A interrogação será colocada, desde logo, pelos locais. E será colocada compreensível
e legitimamente,
o que introduz o primeiro elemento de desconforto neste filme: por muito que
não nos reconheçamos, e desprezemos eventualmente, o grupo de gente rude,
bêbada e selvagem que ali habita (típica local people, como reza a célebre sitcom inglesa The League of Gentlemen),
a verdade é que acabamos por partilhar com ele, desde os primeiros instantes, o
tal sentimento de “estranheza” face à imagem daquele casal. Esta cumplicidade
inicial vai ser motivo de múltiplas manipulações e jogos (como o xadrez que
entretém o casal no filme…) por parte de Peckinpah, pelo que ao protagonista se
vão montando as mais matreiras armadilhas para se saber, enfim, até onde vai a
sua não tão evidente quanto isso manhood.
Com
efeito, o que se passa em Straw Dogs é que o herói parece passar por uma
longa via sacra de provações à sua masculinidade para se aferir em que medida
este é ou não é digno de entrar num (se for um verdadeiro…) Peckinpah movie,
relativizando-se, para complicar a vida ao espectador, os elementos da culpa e
da inocência dos vários intervenientes, sejam eles locais ou forasteiros.

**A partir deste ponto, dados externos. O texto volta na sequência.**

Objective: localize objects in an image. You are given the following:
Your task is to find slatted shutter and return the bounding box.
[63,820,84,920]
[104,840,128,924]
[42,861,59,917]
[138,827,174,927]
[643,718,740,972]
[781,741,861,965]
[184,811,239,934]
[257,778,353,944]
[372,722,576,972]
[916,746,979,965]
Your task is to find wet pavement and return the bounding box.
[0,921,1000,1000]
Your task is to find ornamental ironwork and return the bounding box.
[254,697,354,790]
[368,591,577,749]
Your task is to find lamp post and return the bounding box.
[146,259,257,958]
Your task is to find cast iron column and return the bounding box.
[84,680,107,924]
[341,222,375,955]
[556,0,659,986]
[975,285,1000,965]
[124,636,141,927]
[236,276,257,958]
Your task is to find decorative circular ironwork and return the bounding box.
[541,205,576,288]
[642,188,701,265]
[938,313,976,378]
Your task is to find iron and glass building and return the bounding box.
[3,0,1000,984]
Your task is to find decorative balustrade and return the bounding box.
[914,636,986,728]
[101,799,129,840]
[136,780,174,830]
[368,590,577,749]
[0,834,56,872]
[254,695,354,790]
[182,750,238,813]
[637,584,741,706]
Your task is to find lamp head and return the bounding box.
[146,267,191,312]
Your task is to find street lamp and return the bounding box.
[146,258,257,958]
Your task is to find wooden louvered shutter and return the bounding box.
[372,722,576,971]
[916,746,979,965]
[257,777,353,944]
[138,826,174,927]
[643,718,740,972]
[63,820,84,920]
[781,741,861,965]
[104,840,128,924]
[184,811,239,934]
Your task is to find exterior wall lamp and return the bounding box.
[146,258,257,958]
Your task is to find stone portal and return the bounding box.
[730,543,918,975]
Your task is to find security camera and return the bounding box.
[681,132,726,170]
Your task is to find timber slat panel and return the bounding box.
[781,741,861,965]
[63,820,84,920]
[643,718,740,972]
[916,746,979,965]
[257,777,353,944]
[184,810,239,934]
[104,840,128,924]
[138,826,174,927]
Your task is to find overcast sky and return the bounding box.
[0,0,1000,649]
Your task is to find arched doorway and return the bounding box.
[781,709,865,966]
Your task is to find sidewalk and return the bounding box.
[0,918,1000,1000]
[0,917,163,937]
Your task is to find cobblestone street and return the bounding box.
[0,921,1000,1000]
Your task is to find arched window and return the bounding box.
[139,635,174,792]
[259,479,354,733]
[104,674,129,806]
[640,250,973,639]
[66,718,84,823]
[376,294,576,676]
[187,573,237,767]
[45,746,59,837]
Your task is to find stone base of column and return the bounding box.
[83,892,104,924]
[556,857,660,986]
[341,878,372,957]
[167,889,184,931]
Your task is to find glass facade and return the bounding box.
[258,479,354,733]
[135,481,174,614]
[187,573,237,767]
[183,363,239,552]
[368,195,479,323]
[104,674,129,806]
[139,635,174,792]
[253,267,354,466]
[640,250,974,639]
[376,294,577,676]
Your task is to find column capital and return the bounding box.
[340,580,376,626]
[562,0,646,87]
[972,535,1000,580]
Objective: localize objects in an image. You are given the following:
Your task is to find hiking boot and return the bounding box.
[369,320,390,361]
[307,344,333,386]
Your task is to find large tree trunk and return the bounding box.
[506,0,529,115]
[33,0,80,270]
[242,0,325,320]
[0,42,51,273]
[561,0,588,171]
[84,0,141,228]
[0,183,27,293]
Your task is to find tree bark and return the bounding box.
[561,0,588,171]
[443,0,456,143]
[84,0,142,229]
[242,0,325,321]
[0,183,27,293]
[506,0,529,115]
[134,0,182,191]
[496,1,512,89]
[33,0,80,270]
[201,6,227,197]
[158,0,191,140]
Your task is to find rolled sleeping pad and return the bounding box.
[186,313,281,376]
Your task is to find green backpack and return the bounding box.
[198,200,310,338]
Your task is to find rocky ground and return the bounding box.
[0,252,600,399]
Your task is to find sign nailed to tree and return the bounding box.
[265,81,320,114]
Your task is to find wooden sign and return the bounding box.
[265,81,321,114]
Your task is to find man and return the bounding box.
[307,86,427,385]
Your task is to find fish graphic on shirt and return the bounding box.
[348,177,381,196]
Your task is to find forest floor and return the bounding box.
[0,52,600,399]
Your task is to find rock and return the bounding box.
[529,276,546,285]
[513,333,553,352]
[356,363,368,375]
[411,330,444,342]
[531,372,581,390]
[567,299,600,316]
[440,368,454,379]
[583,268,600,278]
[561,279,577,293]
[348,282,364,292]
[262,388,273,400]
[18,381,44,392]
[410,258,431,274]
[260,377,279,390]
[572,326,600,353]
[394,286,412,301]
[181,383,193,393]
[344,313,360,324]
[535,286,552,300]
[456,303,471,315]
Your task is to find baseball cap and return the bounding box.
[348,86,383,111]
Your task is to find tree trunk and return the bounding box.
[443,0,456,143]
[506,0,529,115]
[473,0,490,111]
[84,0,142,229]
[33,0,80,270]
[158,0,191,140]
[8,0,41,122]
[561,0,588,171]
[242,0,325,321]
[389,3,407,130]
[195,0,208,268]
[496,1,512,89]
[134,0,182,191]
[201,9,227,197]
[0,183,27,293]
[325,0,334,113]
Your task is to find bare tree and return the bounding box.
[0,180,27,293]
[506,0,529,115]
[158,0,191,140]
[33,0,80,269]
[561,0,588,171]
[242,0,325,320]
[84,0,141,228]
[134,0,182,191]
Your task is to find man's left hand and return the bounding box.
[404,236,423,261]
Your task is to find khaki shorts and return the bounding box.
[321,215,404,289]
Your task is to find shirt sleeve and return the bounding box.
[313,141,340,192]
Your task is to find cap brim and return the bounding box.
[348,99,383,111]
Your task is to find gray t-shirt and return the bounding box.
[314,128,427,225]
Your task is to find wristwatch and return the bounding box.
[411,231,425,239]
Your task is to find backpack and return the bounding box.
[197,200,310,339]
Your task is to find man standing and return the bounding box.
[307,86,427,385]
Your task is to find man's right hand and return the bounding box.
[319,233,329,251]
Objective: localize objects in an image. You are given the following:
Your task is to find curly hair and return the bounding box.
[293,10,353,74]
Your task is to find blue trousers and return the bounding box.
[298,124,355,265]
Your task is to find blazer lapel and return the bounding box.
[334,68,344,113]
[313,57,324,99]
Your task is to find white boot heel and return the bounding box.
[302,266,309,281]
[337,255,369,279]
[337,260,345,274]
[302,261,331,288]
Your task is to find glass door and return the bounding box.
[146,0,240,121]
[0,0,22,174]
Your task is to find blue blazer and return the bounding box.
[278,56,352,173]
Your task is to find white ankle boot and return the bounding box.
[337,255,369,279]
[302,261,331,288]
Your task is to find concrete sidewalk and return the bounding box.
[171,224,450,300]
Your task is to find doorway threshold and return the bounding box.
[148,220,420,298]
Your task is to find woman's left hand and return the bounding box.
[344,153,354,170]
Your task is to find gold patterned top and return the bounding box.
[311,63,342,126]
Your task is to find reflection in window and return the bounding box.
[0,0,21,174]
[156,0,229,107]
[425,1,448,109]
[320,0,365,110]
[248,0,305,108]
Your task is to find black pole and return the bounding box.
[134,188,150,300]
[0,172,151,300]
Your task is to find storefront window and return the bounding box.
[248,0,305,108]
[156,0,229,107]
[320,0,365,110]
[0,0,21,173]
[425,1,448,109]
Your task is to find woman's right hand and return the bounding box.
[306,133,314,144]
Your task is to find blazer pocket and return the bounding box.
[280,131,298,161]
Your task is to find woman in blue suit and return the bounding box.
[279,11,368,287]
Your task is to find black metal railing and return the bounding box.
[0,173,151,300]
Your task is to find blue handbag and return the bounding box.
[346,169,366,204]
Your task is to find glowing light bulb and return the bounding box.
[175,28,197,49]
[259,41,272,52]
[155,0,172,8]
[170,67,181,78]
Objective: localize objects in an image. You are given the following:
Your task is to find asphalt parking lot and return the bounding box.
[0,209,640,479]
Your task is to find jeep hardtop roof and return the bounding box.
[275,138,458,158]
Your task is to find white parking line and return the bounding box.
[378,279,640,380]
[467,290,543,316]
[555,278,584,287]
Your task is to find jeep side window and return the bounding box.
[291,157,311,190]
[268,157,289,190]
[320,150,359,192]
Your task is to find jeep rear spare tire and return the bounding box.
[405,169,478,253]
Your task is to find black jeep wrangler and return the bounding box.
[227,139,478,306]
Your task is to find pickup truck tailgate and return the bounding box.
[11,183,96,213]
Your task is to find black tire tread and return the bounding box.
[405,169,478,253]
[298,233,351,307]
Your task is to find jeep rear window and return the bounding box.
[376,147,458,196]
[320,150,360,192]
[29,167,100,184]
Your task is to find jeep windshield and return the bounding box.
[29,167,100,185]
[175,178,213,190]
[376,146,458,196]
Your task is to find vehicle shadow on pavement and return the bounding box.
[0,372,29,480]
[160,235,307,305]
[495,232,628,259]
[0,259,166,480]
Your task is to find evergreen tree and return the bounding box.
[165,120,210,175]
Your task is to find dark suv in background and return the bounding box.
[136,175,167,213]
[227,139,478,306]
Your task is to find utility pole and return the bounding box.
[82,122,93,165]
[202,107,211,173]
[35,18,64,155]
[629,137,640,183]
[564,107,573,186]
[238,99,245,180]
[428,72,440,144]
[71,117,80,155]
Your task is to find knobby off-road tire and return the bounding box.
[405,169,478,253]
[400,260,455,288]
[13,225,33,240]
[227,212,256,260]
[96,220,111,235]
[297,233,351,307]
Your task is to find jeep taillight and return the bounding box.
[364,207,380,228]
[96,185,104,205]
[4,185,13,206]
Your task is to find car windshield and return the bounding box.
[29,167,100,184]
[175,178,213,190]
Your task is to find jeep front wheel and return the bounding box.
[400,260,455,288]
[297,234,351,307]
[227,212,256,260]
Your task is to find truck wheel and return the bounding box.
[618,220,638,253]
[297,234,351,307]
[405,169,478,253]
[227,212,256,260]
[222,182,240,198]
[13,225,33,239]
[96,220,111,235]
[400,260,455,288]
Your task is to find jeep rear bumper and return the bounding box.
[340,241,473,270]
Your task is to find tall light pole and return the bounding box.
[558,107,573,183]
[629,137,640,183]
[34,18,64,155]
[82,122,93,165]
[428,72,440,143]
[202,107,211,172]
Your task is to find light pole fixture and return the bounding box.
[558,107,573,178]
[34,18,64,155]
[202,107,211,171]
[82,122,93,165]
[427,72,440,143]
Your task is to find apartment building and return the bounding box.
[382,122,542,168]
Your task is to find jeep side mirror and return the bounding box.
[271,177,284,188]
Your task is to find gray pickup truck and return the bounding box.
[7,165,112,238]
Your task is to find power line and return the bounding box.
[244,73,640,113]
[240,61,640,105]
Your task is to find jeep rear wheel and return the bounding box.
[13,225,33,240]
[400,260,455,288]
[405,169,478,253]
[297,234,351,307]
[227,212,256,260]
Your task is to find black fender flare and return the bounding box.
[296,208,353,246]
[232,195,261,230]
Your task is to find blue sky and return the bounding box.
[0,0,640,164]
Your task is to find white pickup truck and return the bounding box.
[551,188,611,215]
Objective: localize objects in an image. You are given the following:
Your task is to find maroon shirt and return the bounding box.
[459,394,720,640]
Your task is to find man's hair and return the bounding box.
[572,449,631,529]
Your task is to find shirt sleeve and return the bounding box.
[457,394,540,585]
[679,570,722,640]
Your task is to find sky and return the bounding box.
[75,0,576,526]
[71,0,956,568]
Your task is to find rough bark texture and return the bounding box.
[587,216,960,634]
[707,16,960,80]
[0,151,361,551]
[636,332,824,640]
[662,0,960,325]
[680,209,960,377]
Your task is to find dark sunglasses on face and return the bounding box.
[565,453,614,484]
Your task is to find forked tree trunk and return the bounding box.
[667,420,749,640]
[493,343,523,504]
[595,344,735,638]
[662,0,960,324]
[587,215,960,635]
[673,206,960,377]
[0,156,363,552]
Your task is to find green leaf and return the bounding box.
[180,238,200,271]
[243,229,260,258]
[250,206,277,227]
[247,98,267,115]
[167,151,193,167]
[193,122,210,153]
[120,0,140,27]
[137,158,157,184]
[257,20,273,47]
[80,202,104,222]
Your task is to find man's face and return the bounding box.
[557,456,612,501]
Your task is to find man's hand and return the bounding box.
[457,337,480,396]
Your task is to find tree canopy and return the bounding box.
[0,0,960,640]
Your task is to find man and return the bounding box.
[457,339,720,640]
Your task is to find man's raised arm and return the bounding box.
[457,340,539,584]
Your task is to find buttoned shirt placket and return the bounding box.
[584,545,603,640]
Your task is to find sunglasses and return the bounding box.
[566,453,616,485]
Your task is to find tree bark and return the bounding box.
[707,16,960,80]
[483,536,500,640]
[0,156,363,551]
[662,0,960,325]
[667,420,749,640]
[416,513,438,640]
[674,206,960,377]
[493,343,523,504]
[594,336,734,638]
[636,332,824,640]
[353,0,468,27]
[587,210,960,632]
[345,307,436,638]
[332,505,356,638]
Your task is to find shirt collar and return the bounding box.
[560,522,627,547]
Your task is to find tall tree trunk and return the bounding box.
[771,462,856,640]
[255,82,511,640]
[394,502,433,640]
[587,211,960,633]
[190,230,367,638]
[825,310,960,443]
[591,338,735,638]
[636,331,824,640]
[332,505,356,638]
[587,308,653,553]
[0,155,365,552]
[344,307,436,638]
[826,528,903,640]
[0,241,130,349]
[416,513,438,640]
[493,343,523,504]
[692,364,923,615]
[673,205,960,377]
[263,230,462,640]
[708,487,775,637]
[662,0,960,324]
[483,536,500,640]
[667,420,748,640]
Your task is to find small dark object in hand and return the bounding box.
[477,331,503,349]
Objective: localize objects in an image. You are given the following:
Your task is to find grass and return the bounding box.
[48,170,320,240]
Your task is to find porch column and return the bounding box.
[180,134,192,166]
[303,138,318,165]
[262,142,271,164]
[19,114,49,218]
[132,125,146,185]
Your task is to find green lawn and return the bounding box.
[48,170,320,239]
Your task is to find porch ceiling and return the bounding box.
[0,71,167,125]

É que
se é compreensível e legítima a estranheza face ao estranho, também é
compreensível e legítima a atracção dos homens da aldeia por aquela mulher
esbelta e insinuante e também será compreensível e legítima a sua algo
prazerosa cedência, muito controversa na época em que o filme saiu, à violação
por dois conterrâneos, já que o seu marido parece amar mais um quadro negro
cheio de fórmulas ilegíveis do que ela. Mais: também é compreensível a acção
desmiolada do pai bêbado e os seus filhos/capangas em quererem acertar contas
com o pedófilo que roubou a vida à filha pequena daquele. E essa acção é tão
compreensível quanto a reacção da personagem de Dustin Hoffman, ao fazer tudo
para impedir a entrada de qualquer um deles na sua casa, na qual dá guarida ao pederasta
que atropelou por acidente.
O
que nos desafia na narrativa de Straw Dogs é que a tal “estranheza face ao
estranho” (perfeitamente natural) degenera num jogo de poderes perverso em que
todas as personagens são culpadas e inocentes, indistintamente, quase ao mesmo
tempo. O que muda na narrativa de Straw Dogs é que Hoffman que era um bananas no
início vira um Peckinpah hero no fim; é que Hoffman que era o
forasteiro no começo, quando recusa a entrada em sua casa, torna forasteiros
“os locais” que no começo, compreensível e legitimamente, “estranharam” a sua
vinda. No centro de tudo está, assim, uma perspectiva cultural, muito cara
ao western fronteiriço
peckinpahniano, sobre o conceito algo instável de soberania, representado,
denotativamente, pelos limites da casa e, conotativamente, pela implosão
(lenta?) da virilidade reprimida do nosso herói. A primeira, a casa, é invadida
no fim (apesar da cena do gato constituir uma primeira, e muito decisiva,
intrusão), ao passo que a segunda, a sua masculinidade, vai sendo minada de
dúvidas (inclusivamente pela sua mulher) ao longo do filme.
Peckinpah
é ardiloso a construir esta tensão física versus psicológica na vida do protagonista e,
para mal dos nossos pecados, a sua resolução moral acaba reenviada ao espectador
sob a forma de uma espécie de equação impossível (ou sabotada…), próxima
daquelas que “enfeitiçam” o protagonista no quadro do seu trabalho enfadonho:
local/forasteiro = homem/não-homem. Não sabe do que raio estou a falar? Pois
então faça o favor de se submeter ao teste, assim que lhe for possível.